What is media? Definition and meaning
The term media, which is the plural of medium, refers to the communication channels through which we disseminate news, music, movies, education, promotional messages and other data. It includes physical and online newspapers and magazines, television, radio, billboards, telephone, the Internet, fax and billboards
It describes the various ways through which we communicate in society. Because it refers to all means of communication, everything ranging from a telephone call to the evening news on television can be called media.
When talking about reaching a very large number of people we say mass media. Local media refers to, for example, your local newspaper, or local/regional TV/radio channels.
Different types of media
Media can be broken down into two main categories: broadcast and print. The Internet has also emerged as a major player, as a rapidly-growing number of people globally get their news, movies, etc. online.
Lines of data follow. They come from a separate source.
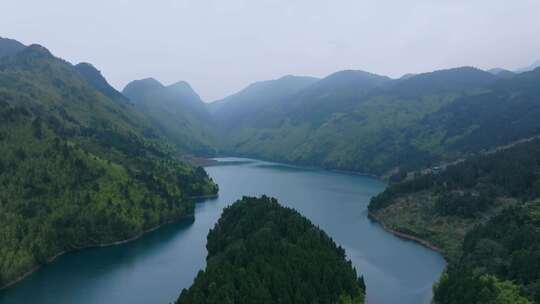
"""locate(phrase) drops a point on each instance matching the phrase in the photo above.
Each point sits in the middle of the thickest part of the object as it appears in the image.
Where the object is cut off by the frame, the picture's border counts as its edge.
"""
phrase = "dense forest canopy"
(358, 121)
(261, 252)
(493, 199)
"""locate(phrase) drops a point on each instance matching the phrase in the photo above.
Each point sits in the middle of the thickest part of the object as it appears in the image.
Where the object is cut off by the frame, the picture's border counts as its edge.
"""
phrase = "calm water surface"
(156, 267)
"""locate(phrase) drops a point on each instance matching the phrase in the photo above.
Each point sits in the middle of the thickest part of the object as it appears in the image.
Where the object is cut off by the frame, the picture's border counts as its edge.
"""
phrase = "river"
(154, 268)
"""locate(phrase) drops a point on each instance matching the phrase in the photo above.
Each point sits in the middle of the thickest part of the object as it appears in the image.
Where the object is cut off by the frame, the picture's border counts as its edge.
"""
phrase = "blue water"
(156, 267)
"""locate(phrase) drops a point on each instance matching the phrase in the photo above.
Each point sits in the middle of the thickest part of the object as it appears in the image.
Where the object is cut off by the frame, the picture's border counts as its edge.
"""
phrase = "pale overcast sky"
(220, 46)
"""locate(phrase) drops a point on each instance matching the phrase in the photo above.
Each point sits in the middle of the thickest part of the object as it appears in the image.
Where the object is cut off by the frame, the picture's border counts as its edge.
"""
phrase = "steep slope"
(77, 168)
(261, 252)
(10, 46)
(94, 77)
(502, 73)
(529, 68)
(246, 107)
(358, 121)
(177, 111)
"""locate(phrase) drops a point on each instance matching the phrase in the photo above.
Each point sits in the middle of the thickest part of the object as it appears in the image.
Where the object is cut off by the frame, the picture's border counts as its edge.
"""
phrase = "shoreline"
(406, 236)
(115, 243)
(381, 178)
(197, 197)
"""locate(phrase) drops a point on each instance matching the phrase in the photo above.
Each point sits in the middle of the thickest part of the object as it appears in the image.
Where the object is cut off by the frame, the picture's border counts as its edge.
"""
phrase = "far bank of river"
(155, 267)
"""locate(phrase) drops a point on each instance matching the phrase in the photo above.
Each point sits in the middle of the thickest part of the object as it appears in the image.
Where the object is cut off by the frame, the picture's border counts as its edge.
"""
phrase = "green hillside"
(500, 262)
(478, 213)
(177, 112)
(78, 168)
(9, 46)
(260, 252)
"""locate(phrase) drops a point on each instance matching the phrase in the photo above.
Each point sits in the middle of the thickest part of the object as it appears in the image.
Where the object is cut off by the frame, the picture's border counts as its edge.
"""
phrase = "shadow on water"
(155, 268)
(67, 267)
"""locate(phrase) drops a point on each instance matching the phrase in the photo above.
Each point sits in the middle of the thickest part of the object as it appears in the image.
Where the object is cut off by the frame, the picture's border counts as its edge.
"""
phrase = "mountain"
(177, 111)
(502, 73)
(77, 167)
(261, 252)
(482, 214)
(529, 68)
(354, 120)
(10, 46)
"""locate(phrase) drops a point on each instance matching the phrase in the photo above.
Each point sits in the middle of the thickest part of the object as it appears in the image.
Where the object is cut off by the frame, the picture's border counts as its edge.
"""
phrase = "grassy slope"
(478, 213)
(177, 112)
(260, 252)
(77, 169)
(374, 125)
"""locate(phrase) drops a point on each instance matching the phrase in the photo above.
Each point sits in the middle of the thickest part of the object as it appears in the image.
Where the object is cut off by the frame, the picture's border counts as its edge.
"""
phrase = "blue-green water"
(156, 267)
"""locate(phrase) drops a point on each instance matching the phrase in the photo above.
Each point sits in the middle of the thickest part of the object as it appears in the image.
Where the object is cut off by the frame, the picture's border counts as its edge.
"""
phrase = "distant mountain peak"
(140, 87)
(10, 46)
(96, 79)
(36, 51)
(184, 90)
(529, 68)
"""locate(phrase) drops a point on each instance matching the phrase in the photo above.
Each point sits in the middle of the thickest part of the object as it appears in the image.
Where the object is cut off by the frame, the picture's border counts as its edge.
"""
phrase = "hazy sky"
(220, 46)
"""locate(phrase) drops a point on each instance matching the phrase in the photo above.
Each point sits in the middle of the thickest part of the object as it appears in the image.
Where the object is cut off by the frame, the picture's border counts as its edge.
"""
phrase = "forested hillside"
(478, 213)
(78, 168)
(177, 112)
(261, 252)
(359, 121)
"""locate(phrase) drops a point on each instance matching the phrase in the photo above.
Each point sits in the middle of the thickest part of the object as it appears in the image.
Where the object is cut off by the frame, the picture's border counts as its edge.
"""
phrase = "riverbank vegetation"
(483, 214)
(261, 252)
(77, 167)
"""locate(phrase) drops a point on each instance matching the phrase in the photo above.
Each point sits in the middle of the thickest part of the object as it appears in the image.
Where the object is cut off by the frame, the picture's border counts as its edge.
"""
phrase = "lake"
(154, 268)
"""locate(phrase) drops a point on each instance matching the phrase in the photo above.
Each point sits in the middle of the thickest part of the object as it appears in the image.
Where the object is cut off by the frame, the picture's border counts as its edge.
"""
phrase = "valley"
(455, 153)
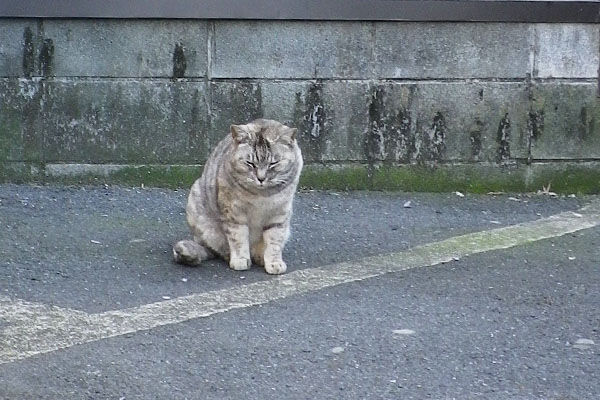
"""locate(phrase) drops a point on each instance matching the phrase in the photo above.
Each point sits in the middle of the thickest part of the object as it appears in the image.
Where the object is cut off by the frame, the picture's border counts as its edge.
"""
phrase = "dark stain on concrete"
(535, 124)
(374, 139)
(535, 129)
(503, 139)
(245, 102)
(476, 137)
(46, 57)
(310, 116)
(28, 53)
(390, 137)
(399, 142)
(437, 138)
(179, 61)
(586, 123)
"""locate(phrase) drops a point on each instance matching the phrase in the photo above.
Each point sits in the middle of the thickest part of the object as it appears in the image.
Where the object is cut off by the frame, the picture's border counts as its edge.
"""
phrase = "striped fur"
(240, 208)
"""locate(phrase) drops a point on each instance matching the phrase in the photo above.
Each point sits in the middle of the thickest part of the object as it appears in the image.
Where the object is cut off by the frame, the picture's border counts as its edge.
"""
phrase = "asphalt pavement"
(515, 320)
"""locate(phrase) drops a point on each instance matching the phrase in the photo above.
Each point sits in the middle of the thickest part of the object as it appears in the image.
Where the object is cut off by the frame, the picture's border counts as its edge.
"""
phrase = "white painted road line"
(30, 329)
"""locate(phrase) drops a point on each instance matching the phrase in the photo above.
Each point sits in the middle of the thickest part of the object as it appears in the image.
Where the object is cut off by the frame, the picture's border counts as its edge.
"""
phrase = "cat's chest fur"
(261, 211)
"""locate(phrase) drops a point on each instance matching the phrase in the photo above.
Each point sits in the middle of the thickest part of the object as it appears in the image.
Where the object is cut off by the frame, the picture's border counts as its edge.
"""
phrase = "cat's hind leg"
(257, 251)
(190, 253)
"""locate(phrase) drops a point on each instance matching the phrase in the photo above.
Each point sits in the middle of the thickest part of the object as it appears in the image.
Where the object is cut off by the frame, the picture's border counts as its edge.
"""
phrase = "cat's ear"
(240, 133)
(292, 133)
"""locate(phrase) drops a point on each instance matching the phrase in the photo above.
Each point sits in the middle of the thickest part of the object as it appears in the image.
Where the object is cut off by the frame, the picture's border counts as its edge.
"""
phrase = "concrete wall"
(87, 96)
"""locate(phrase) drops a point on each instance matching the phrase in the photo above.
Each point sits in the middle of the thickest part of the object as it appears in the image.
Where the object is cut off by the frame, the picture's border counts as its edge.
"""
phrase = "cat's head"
(265, 154)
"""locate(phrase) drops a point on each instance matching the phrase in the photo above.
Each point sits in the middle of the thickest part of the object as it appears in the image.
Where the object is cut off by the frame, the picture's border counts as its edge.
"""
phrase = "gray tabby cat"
(240, 208)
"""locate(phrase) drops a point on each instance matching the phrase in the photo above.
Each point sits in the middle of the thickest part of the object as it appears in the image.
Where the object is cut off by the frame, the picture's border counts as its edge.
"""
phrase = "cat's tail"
(190, 253)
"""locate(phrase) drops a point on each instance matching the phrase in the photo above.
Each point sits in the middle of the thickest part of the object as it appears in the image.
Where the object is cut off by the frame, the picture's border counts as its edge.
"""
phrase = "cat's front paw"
(275, 268)
(239, 264)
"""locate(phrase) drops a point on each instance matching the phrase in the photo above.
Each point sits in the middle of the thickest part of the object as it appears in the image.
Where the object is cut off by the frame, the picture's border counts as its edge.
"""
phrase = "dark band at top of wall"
(337, 10)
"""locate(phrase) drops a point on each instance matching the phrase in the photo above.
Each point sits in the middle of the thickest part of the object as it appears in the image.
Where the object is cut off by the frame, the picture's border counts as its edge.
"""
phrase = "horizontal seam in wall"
(518, 162)
(276, 80)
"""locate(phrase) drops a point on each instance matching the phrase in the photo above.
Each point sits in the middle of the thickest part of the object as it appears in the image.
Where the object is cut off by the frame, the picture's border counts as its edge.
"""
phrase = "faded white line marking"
(35, 329)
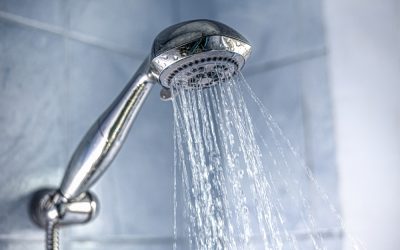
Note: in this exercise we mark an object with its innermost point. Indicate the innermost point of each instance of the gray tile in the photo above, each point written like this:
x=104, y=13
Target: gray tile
x=320, y=138
x=32, y=148
x=118, y=245
x=276, y=29
x=49, y=11
x=132, y=25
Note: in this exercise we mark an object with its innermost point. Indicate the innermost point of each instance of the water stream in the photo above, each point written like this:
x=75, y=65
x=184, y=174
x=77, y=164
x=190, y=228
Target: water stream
x=238, y=186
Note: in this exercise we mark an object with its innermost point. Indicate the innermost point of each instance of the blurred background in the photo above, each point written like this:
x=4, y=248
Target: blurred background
x=329, y=72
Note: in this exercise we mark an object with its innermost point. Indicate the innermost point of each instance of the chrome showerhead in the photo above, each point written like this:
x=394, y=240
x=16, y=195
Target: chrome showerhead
x=198, y=54
x=193, y=54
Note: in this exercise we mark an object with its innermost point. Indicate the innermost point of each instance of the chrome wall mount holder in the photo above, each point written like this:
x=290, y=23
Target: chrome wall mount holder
x=47, y=205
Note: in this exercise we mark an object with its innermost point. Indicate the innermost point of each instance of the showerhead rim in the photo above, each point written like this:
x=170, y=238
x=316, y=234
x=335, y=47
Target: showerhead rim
x=195, y=42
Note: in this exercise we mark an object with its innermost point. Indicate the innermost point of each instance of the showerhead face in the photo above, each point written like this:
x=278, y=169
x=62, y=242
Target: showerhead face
x=198, y=54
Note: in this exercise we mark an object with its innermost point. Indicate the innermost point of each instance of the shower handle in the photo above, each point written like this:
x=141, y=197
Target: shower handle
x=102, y=142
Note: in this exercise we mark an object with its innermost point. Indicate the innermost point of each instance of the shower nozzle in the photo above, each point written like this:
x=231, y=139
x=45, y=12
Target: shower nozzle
x=192, y=54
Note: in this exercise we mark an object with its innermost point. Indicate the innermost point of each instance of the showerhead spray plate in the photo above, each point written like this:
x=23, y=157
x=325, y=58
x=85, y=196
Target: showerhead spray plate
x=198, y=54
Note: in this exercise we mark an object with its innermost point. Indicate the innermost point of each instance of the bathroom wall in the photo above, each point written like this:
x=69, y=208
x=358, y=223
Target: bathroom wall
x=364, y=42
x=63, y=61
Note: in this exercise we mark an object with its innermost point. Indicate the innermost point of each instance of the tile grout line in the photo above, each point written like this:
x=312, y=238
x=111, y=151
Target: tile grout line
x=73, y=35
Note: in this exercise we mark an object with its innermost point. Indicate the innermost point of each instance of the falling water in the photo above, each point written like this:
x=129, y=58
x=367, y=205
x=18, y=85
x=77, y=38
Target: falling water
x=241, y=186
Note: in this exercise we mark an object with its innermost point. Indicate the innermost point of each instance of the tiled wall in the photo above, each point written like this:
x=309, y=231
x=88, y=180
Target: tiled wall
x=63, y=61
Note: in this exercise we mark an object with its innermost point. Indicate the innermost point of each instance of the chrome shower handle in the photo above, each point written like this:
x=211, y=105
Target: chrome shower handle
x=102, y=142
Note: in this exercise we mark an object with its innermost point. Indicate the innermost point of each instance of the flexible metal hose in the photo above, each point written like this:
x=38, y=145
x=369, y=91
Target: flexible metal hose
x=52, y=235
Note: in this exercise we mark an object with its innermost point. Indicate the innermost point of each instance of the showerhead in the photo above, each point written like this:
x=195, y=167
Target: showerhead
x=193, y=54
x=198, y=54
Print Media includes all types of publications, including newspapers, journals, magazines, books and reports. It is the oldest type, and despite suffering since the emergence of the Internet, is still used by a major proportion of the population.
Media ‘is’ or ‘are’?
If media is the plural of medium, then one would think that it should be used grammatically in the plural – the verb that follows it should be in the plural form, shouldn’t it?
However, in most literature it is used as a singular noun, and is interpreted as a collective singular, similar to other collective nouns such as ‘team’ or ‘group’. Therefore, to write the ‘media is’ is perfectly acceptable today. Some people may insist it is wrong, but it is still acceptable – languages are constantly evolving.
It all started thousands of years ago
Human communication through designed channels – not through speech or gestures – dates back to many tens of thousands of years ago when our ancient ancestors painted on the walls of caves.
The cave paintings at Lascaux in southwestern France, estimated to be over 17,000 years old, are no less viable expressions of media than our current TV shows and magazines.